Sophie knew she would miss this when Howl turned her out. She became more and more afraid that he would. She knew he could not go on ignoring her forever.
She cleaned the bathroom next. That took her days, because Howl spent so long in it every day before he went out. As soon as he went, leaving it full of steam and scented spells, Sophie moved in. “Now we’ll see about that contract!” she muttered at the bath, but her main target was of course the shelf of packets, jars, and tubes. She took every one of them down, on the pretext of scrubbing the shelf, and spent most of a day carefully going through them to see if the ones labeled SKIN, EYES, and HAIR were in fact pieces of girl. As far as she could tell, they were all just creams and powders and paint. If they once had been girls, then Sophie thought Howl had used the tube FOR DECAY on them and rotted them down the washbasin too thoroughly to recall. But she hoped they were only cosmetics in the packets.

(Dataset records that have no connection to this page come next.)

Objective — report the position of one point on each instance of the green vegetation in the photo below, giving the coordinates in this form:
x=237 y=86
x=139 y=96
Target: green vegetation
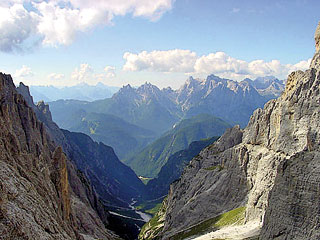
x=155 y=225
x=145 y=180
x=150 y=160
x=173 y=168
x=151 y=207
x=125 y=138
x=235 y=216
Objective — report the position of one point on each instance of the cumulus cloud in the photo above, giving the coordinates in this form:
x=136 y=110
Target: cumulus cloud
x=56 y=76
x=219 y=63
x=23 y=72
x=16 y=25
x=161 y=61
x=57 y=22
x=83 y=73
x=235 y=10
x=110 y=71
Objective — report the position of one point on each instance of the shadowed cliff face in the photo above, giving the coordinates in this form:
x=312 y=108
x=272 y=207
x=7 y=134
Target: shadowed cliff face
x=36 y=201
x=317 y=38
x=272 y=169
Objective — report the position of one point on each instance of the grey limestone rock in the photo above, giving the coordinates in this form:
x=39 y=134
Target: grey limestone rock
x=272 y=169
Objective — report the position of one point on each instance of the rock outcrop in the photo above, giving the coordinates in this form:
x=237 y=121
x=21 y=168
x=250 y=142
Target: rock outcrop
x=271 y=168
x=317 y=38
x=36 y=200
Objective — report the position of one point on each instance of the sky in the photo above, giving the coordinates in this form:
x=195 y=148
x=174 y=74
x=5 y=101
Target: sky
x=119 y=42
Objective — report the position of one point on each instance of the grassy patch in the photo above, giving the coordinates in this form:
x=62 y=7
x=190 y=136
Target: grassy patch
x=235 y=216
x=154 y=210
x=219 y=167
x=145 y=180
x=150 y=207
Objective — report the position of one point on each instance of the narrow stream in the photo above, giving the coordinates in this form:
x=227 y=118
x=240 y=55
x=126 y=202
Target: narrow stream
x=146 y=217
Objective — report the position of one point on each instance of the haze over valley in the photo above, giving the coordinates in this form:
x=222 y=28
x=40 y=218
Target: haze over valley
x=157 y=120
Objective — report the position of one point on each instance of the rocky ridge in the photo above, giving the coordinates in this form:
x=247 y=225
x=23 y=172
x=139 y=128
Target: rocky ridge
x=37 y=200
x=270 y=168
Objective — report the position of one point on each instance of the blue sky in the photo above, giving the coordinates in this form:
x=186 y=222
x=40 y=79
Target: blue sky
x=160 y=41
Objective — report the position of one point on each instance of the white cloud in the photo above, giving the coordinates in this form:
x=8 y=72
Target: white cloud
x=23 y=72
x=235 y=10
x=218 y=63
x=83 y=74
x=16 y=25
x=110 y=71
x=58 y=21
x=161 y=61
x=56 y=76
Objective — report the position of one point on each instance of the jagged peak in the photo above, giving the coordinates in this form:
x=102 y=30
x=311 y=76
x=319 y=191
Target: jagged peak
x=25 y=92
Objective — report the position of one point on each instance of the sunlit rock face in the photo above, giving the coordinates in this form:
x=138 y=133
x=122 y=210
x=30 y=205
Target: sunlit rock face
x=271 y=167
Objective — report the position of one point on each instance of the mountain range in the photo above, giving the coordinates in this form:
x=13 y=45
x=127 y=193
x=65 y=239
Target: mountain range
x=133 y=119
x=260 y=182
x=149 y=161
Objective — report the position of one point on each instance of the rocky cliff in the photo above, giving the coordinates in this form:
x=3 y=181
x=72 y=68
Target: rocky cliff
x=97 y=176
x=36 y=198
x=270 y=169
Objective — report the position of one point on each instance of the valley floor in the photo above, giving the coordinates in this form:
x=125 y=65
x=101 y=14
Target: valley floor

She put the things back on the shelf and scrubbed. That night, as she sat aching in the chair, Calcifer grumbled that he had drained one hot spring dry for her.
“Where are the hot springs?” Sophie asked. She was curious about everything these days.
“Under the Porthaven Marshes mostly,” Calcifer said. “But if you go on like this, I’ll have to fetch hot water from the Waste. When are you going to stop cleaning and find out how to break my contract?”
“In good time,” said Sophie. “How can I get the terms out of Howl if he’s never in? Is he always away this much?”
“Only when he’s after a lady,” Calcifer said.
When the bathroom was clean and gleaming, Sophie scrubbed the stairs and the landing upstairs. Then she moved on into Michael’s small front room. Michael, who by this time seemed to be accepting Sophie gloomily as a sort of natural disaster, gave a yell of dismay and pounded upstairs to rescue his most treasured possessions. They were in an old box under his worm-eaten little bed. As he hurried the box protectively away, Sophie glimpsed a blue ribbon and a spun-sugar rose in it, on top of what seemed to be letters.